Technical Assistance (IPF) Project Implementation Arrangements

1.1.  Overview of the Technical Assistance Component

The Technical Assistance Component for SFTAS (also referred to as the “TA component”) uses the Investment Project Financing (IPF) instrument and will be managed in accordance with the Bank’s Policy and Bank Directive for Investment Project Financing (IPF). The TA Component has a total financing envelope of US$50 million (equivalent).

There are three sub-components: (1) Strengthening State Government Systems and Capacities; (2) Strengthening Program Coordination and Verification of Results; and (3) Strengthening Policy Coordination between Federal and State Governments.  The first sub-component is expected to be the largest in terms of financing with an indicative allocation of US$35 million, followed by the second sub-component with an indicative allocation of $13 million over the life of the Program. The actual allocation will be determined based on the annual work plans and budgets approved by the Bank.

Timing: The activities under the TA component will commence once the Program is effective. It is envisaged that the majority of capacity building activities to help states achieve the Program DLIs will be carried out in 2019, 2020 and H1 2021 to help states achieve the 2019-2021 DLRs. H2 2021 and 2022 will focus on the 2021 annual performance assessment, program M&E, reporting and audit activities.

Sub-Component One: Strengthening State Government Systems and Capacities:

This sub-component will focus on providing capacity support through selected implementing agencies and partners to all participating state governments to strengthen their systems and capacities to enable them to achieve the Program results (the DLRs).

Beneficiaries: All participating (36 plus FCT) can access the capacity building activities based on demand. Within each state, the activities will focus on the MDAs and state officials that are involved in achieving the EC and DLIs. While no states are excluded from accessing capacity building support, the support will make efforts to reach states that have not been receiving support on strengthening PFM under existing Bank and development partners’ projects and states that are found to be lagging based on the 1st and 2nd APAs.

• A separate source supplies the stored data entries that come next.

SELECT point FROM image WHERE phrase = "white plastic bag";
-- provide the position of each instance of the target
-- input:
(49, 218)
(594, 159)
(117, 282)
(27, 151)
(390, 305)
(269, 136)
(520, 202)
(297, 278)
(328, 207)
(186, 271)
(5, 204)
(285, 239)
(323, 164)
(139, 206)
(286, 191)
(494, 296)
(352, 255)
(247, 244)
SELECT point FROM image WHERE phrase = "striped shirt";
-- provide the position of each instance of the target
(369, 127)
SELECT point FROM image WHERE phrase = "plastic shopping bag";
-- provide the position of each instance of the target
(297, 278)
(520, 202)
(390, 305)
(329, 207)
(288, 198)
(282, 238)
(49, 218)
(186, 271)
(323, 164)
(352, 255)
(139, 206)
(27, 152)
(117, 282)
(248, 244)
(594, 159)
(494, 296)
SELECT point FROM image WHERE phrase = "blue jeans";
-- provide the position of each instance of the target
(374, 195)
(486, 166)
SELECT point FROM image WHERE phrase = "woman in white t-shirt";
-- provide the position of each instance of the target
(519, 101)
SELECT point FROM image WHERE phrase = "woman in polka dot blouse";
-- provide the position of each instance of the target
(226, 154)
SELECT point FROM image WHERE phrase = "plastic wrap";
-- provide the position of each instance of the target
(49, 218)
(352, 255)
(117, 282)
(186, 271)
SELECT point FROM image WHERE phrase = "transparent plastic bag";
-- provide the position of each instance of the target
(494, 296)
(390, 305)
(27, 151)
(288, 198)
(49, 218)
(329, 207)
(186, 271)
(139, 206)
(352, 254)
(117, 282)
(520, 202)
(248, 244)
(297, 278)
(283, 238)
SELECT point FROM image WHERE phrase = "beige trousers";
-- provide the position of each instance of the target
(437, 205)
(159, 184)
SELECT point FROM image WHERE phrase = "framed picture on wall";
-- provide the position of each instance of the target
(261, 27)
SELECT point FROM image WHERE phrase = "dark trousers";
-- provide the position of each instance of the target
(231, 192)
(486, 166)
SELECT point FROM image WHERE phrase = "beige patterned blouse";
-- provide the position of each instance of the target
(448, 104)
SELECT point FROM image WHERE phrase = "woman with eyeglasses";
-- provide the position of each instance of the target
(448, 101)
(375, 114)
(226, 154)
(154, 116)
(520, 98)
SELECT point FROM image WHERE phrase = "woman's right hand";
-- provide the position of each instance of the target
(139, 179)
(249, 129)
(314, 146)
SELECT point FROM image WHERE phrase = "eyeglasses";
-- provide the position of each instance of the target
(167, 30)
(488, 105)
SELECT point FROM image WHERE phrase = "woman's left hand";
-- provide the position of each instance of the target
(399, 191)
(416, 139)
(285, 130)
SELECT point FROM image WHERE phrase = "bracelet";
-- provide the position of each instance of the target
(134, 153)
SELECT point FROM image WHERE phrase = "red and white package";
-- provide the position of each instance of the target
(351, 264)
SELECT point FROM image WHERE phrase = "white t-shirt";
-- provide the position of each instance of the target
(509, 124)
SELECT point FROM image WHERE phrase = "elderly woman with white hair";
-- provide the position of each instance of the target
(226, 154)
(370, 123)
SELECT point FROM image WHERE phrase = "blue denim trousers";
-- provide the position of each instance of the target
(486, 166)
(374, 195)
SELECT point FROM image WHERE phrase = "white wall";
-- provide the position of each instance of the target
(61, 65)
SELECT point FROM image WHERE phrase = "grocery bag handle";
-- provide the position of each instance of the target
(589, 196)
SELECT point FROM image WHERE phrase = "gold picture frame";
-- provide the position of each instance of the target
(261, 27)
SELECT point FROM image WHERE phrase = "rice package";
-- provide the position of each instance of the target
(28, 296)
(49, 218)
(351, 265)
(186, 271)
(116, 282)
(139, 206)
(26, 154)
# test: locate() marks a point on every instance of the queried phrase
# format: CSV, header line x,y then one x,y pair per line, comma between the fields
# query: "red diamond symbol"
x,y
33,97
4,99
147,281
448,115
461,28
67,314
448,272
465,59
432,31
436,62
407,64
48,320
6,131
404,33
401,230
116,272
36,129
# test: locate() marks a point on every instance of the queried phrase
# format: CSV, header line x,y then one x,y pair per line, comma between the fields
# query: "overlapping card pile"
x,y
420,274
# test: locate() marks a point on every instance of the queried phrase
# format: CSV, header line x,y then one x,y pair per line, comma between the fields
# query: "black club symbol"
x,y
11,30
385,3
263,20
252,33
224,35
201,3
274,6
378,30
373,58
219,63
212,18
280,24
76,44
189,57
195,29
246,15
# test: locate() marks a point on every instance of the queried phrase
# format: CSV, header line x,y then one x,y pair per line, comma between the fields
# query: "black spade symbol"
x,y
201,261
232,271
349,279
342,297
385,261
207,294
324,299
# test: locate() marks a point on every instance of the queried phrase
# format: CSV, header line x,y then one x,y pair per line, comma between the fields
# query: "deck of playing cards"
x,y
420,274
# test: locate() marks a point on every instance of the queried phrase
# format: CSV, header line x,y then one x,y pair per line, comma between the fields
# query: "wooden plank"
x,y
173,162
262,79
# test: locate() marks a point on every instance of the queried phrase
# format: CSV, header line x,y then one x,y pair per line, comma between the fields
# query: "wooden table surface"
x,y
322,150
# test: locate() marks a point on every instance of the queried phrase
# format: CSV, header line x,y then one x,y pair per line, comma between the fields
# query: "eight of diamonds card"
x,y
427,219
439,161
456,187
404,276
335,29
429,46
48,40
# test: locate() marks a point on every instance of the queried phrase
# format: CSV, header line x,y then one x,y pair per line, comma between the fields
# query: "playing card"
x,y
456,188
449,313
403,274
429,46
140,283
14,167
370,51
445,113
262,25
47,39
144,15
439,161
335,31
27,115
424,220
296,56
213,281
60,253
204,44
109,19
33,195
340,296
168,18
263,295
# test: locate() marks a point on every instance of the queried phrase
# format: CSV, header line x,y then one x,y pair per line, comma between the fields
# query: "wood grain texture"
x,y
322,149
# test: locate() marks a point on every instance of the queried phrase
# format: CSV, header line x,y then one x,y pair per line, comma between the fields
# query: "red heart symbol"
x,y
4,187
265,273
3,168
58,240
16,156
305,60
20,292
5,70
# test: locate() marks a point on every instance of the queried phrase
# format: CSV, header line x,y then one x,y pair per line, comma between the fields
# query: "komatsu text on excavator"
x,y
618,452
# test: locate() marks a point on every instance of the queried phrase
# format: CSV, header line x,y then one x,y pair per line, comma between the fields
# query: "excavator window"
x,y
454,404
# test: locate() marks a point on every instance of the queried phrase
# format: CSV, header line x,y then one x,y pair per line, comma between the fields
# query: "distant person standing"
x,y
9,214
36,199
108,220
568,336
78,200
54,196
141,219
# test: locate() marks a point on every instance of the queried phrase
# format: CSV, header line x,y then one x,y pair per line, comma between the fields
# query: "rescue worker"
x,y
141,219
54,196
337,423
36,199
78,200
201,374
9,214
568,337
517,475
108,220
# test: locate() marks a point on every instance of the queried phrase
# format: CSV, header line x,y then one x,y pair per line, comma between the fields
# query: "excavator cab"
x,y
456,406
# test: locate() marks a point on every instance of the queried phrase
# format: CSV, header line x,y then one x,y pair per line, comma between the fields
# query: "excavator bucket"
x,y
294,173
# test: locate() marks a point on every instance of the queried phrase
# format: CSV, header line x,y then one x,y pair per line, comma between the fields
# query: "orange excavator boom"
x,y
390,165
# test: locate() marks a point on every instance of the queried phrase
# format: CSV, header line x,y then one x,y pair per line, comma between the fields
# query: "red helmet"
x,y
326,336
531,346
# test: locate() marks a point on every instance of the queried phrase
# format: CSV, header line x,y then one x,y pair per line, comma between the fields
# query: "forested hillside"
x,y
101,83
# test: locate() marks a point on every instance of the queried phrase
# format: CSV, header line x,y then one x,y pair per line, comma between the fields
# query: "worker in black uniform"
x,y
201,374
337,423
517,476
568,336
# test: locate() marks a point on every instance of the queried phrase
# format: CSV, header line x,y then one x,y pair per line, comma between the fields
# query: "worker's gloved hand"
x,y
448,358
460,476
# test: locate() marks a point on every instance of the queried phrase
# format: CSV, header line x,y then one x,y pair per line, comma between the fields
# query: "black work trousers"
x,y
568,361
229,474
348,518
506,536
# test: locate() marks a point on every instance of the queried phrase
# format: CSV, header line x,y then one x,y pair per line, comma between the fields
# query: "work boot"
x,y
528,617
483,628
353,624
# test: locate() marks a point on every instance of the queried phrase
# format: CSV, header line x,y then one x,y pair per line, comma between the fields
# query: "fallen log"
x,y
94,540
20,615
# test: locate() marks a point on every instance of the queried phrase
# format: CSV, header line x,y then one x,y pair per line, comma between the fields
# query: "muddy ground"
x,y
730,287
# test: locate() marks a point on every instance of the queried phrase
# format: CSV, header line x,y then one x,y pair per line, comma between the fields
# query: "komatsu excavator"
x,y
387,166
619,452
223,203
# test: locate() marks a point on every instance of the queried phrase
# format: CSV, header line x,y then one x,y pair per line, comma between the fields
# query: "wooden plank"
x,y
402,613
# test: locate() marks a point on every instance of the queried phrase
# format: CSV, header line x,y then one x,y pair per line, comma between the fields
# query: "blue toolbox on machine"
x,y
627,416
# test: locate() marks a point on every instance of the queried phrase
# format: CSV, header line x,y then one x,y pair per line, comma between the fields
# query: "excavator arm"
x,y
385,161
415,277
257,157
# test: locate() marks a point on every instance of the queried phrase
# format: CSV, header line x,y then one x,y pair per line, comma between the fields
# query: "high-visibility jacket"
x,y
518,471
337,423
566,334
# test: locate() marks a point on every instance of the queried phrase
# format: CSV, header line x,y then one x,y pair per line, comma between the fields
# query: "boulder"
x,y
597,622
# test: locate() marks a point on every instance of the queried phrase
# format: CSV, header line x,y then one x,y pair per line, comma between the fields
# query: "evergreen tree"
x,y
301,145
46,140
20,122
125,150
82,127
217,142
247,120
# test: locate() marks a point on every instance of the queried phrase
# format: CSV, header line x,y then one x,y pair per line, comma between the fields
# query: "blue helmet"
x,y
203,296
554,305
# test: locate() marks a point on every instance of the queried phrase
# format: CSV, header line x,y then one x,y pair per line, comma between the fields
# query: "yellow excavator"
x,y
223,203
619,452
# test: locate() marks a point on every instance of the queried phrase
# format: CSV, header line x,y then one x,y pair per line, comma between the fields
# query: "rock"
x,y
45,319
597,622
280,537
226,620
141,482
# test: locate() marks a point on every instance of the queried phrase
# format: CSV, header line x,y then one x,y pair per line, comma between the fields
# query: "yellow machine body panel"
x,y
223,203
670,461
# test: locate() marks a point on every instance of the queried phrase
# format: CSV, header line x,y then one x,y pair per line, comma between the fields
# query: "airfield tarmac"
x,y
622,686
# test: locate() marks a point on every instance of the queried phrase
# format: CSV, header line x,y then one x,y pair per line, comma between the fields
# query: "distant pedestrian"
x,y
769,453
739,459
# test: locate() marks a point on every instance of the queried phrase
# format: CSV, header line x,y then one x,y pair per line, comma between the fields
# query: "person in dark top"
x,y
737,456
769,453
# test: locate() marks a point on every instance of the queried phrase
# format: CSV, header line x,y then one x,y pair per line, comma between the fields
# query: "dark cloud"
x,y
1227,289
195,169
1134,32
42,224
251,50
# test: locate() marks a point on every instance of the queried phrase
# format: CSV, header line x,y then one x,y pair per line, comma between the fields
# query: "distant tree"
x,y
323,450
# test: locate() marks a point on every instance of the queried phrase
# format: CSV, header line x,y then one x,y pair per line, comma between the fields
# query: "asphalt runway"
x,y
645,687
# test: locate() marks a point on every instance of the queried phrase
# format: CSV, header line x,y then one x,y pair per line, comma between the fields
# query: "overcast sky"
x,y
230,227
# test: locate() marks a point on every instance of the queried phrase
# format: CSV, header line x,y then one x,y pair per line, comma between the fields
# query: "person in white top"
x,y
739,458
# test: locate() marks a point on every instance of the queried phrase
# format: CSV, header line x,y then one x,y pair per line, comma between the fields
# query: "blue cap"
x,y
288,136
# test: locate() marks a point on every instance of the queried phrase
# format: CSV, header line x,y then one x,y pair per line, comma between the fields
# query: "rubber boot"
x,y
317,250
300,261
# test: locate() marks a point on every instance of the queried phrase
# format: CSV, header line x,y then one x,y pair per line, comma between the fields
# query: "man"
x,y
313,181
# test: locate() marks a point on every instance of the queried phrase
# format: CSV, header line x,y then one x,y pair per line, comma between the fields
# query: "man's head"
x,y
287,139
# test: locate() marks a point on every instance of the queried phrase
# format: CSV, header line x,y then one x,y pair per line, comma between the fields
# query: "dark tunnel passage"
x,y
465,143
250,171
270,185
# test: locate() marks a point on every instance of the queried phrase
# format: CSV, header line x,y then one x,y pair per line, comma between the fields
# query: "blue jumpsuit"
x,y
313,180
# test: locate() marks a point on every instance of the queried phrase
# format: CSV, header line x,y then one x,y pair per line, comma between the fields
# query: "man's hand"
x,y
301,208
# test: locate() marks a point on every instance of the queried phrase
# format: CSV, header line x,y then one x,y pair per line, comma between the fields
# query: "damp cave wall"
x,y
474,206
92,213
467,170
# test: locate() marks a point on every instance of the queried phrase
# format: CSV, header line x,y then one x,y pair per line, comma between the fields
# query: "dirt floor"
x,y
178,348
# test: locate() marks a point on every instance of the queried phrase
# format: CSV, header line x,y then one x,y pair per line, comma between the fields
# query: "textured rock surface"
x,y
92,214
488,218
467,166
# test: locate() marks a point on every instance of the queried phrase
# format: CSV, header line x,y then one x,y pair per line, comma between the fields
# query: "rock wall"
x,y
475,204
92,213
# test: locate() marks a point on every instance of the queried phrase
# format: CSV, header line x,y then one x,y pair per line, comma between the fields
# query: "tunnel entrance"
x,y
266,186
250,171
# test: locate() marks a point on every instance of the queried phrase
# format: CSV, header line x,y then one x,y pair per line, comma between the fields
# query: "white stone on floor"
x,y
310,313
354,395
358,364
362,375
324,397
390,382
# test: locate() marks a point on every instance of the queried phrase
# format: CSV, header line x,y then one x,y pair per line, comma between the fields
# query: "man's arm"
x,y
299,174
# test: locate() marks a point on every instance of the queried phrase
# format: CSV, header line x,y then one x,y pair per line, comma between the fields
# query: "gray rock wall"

Type of capacity building support: The focus of the support will be training and learning facilitation on areas directly linked to the achievement of the EC and DLIs of the Program. While the areas of capacity building will be guided by the EC and DLIs, broader fiscal management issues can be covered if appropriate. It will be delivered as in-kind capacity building support to states i.e. the states will not need to pay for the support. The capacity building support is not envisaged to include provision of IT hardware and software and other procurable goods to states.

Timing and Sequencing: Activities will commence as soon as possible once the Program is effective. Most activities to help states achieve the Program DLIs will be carried out in 2019, 2020 and H1 2021 to help states achieve the 2019-2021 DLRs. Activities most strongly linked to the achievement of the 1st and 2nd year DLRs will be implemented first.

Implementing Agencies and Partners: The implementing agencies and partners who will deliver activities under this sub-component are described in the below sections 5.2 and 5.3,

Sub-Component Two: Strengthening Program Coordination and Verification of Results:

This sub-component will support the establishment and operations of the Program Coordination Unit (PCU) at the Federal Ministry of Finance Home Finance department. The details of the resourcing and functions of the PCU are contained in Section 3.1 of the POM.

This sub-component will also support the verification of the states’ performance against the PforR EC and DLIs: Through the PCU, the OAuGF will be supported to carry out its formal role as the independent verification agent (IVA) for the SFTAS Program leading the annual performance assessments (APAs). The PCU will also select and appoint a third-party external firm to work with the OAuGF in its IVA role. Details of the IVA role and the third-party external firm are covered in Section 4.5 and 4.6 of the POM. The sub-component will also support the DMO to strengthen its capacity to compile, verify and analyze the debt information submitted by states as the state debt reports constitute a primary source of data for the IVA to assess accomplishment of DLI 8 and 9. The PCU will also hire consultants to carry out any additional independent surveys required as inputs into the APAs, including the survey of states to collect baseline and end-of-program data for the e-procurement and open contracting DLRs under DLI 6.

Sub-Component Three: Strengthening Policy Coordination and Cooperation between Federal and State Governments:

This sub-component intends to support federal-state coordination institutions to strengthen policy coordination and cooperation between the federal and state governments. Through the PCU, institutions such as the NEC Secretariat and the Joint Tax Board (JTB) could be supported to use the data generated by the Program, for example state performance results from the APAs to strengthen evidence-based policy making and support coordinated action by the federal and state government entities in critical areas such as fiscal management and tax policy. The Project may also support the Office of Accountant General of the Federation (OAGF) who is responsible for federation and FGN accounts to use the state fiscal and budget data being published under the Program to provide a consolidated government fiscal picture, which currently does not exist. The institutions to be supported under this sub-component will be determined and confirmed post program effectiveness by the PCU. The specific activities of selected institutions will then need to be cleared by the Bank as part of the annual work plan and budget of the PCU.